Wenn der PC nun wieder über den Schalter ausgeschaltet wird und man aber dann auf die Leiste drückt (z.B. um sich DVDs anzuschauen), dann startet der PC wieder, aber man kann immer noch nix sehen und die Signalleuchte für die Festplatte arbeitet wieder nicht.

Was ist da los?
Danke für die Hilfe

Laptop:
HP Pavilion DV9812EG


----------



## PC Heini (11. Oktober 2009)

Wie sieht es nach dem einschalten aus? 
Sieht man da was vom Biosbildschirm? 
Was passiert, wenn man beim einschalten Taste F8 gedrückt haltet?
Kommt man dann in den abgesicherten Modus? 
EV Display defekt.


----------



## Erks (11. Oktober 2009)

Es ist direkt so. Wenn man den Netzschalter betätigt, und der PC eigentlich starten sollte, leuchten zwar die LEDs für Batterie etc auf, allerdings bleibt der Bildschirm schwarz.

Der PC scheint auch nicht auf den BIOS zu kommen, weil er keine Befehle der Tastatur entgegennimmt. Die LED für die Festplatte bleibt permanent erloschen.


----------



## PC Heini (12. Oktober 2009)

Dürfte somit ein Fall für die Werkstatt sein.
Da ist ein Fehler im Gerätesystem. Sei es die Graka oder das Display, das nen defekt hat. Oder gar ne andere Komponente.
Tut mir leid, aber da ist nicht viel zu machen.

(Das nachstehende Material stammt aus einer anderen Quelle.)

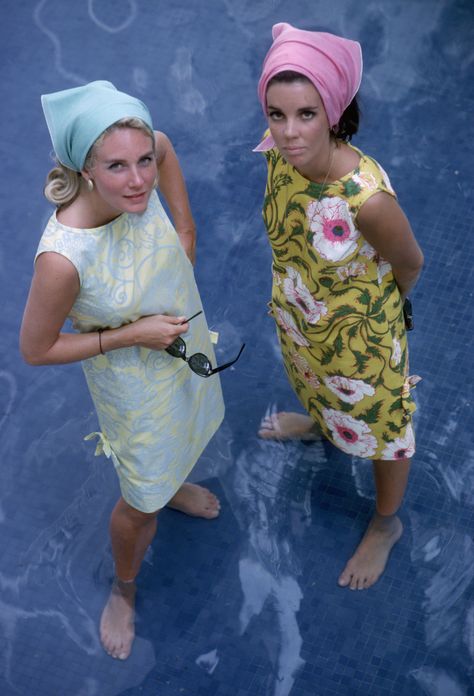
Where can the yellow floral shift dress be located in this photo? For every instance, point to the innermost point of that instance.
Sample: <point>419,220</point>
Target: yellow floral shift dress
<point>338,310</point>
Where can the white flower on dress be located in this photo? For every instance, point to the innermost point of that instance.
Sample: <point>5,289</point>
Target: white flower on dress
<point>288,325</point>
<point>396,352</point>
<point>298,294</point>
<point>368,250</point>
<point>350,435</point>
<point>386,180</point>
<point>365,180</point>
<point>277,278</point>
<point>349,390</point>
<point>401,447</point>
<point>305,370</point>
<point>352,270</point>
<point>383,267</point>
<point>335,236</point>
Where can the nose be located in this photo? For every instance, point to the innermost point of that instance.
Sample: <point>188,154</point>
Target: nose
<point>290,129</point>
<point>135,178</point>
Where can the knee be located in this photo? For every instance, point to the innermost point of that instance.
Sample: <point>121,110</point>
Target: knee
<point>137,516</point>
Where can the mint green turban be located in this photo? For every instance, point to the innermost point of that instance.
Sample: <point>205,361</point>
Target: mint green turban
<point>76,117</point>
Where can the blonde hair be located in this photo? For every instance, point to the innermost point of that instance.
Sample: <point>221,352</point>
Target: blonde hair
<point>63,184</point>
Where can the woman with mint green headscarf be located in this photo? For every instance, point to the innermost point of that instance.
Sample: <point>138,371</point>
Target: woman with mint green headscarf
<point>111,261</point>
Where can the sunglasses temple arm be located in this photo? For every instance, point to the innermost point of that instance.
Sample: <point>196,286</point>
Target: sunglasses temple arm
<point>226,365</point>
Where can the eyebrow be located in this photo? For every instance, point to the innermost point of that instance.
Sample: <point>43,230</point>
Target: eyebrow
<point>114,160</point>
<point>303,108</point>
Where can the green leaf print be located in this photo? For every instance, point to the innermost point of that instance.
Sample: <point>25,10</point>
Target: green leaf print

Festplatte ausbauen, mittels Adapter an nen PC anschliessen und die Daten Kopieren.


----------



## Alex Duschek (12. Oktober 2009)

War der PC im Standby bevor der Fehler beim Hochfahren auftrat? In diesem Fall Akku und Stromversorgung kurz trennen und neu starten, dann sollte das behoben sein.

Ich hatte das einmal bei nem Desktop PC und einmal bei einem Laptop. Die LED Leuchten der Tastatur bzw des Laptop leuchteten, aber der Bildschirm blieb schwarz


----------